The total number of prescriptions generated in the UK in 2020 exceeded 1.4 billion in comparison to a mere 813 million 10 years previously.

Prescription therapy in the UK is bigger business than ever and provides a fundamental service to those needing short or long term medications/aids.  The prescription process however has been subject to unexpected pressures and changes in recent years that affect both prescribers, pharmacists and patients.

Having the luxury of ordering your repeat medications or having access to acute therapy on prescription is something the UK has led in for years. However, when the process breaks down, this can leave patients without vital medications.

In order to see where changes can be made to improve the process, it’s necessary to see how all the moving parts can affect each other.  

Requesting a Prescription

In 2022, prescriptions can be requested in a variety of ways.  In person at the surgery using a pre-printed repeat slip or written request, by dedicated telephone lines, online via Patient Access or by using a local pharmacy.

The average turnaround once the surgery has received a request for repeat prescriptions in the UK is 72 hours (3 working days).  However, on occasion, this process can take longer.

An additional problem can occur if a patient requests items they are very close to completely running out of.
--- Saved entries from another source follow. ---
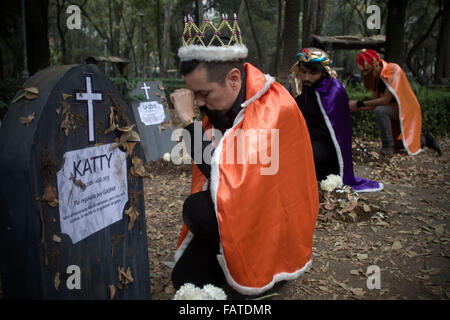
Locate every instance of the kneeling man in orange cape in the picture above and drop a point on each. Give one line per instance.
(250, 218)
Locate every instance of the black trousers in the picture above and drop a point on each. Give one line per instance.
(198, 263)
(325, 159)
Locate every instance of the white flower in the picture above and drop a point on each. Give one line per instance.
(332, 182)
(214, 292)
(166, 156)
(190, 292)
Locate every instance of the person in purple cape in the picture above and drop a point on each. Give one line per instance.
(324, 103)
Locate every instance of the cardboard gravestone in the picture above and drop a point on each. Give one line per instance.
(153, 119)
(72, 213)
In this case the 72 hour workaround can mean a patient is left without medication.

Within the surgery, prescription requests also come in via letter from hospitals, other third party medical entities (eg: physiotherapists, mental health community teams) and district nursing teams.
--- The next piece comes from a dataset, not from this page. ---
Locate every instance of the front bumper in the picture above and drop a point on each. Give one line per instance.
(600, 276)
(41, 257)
Once the requests arrive in their various forms, the administration teams then forward the requests to the GP.  This can be the GP on duty that day, or, if there are a significant number, the prescription requests are shared amongst prescribers.

The authorising GP then has several checks to make before signing the request.

  • Two patient identifiers have to be checked.
  • Check medication requested is a new medication or has been repeated before.
  • Does the medication have any contraindications to other medicines prescribed, particularly if it’s new?
  • What is the quantity being requested?
  • Does the patient need a medication review before issuing?
  • Does the patient need any monitoring tests before issuing (the effects of many medications need to be monitored using blood tests and BP readings)
  • Are there any current warnings about the medication such as availability or substituted medications.
  • Is the patient asking for more than one drug and if so do the quantities match or will there be another request?
  • Is the requested drug being overused or underused according to dosage instructions?
  • Is there a more efficient and effective way of prescribing?
  • Are there any special considerations such as urgency?
  • Is it a controlled drug which has different considerations to other medications?

In most practices, the duty GP allocated to prescriptions is also on duty for same day phone calls and urgent appointments. This then reduces the time available for prescriptions. If prescription authorisation is split between other authorising clinicians, this is on top of their own workload and appointments.

Once the prescription is authorised it is most commonly sent electronically to the patients chosen pharmacy. 

Upon receipt of an NHS prescription, pharmacy staff must check if the item(s) can be prescribed on the NHS prior to dispensing. The following factors need to be established:

  • Nature of product. Is the drug permitted on the NHS or is the appliance as an exception?
  • Prescriber type. Does the prescriber hold relevant registration(s) to issue prescriptions for the requested items?
  • Dental or Nurse Prescribers’ formulary. Are the prescribed items listed in the relevant prescribers formulary?
  • Form type. Is the product prescribed on a valid NHS prescription?
  • Prescriber endorsements. Has the prescriber annotated the prescription with the correct endorsements?

Therefore, with many variables affecting the process of a repeat prescription added to the volume of requests, delays can occur.

So how can this be improved?

  1. Change the method with which you request your prescription.  It might be beneficial to arrange with your local pharmacist that they request your repeat medications on your behalf.
  2. Request medications earlier that 3 days. The GP recommends 5-7 days before running out.
  3. Sign up for Patient Access.  This enables you to order your repeat meds with the click of a button any time of day or night. This is then received by the practice once the shift starts at 8:00am each day.
  4. Liaise with the pharmacist about potential availability of medications to pre-empt any deficit.
  5. Ensure you book and attend any appointments you are requested to that relate to medication or condition monitoring. Non-attendance of routine testing can delay the authorisation of your medication.
  6. Can the medication you require be bought over the counter? Paracetamol, antihistamines, indigestion relief, decongestants etc. can be bought from most stores at reasonable prices.
  7. Plan ahead – if you are going on holiday please place repeat medication requests into the surgery giving plenty of time for processing.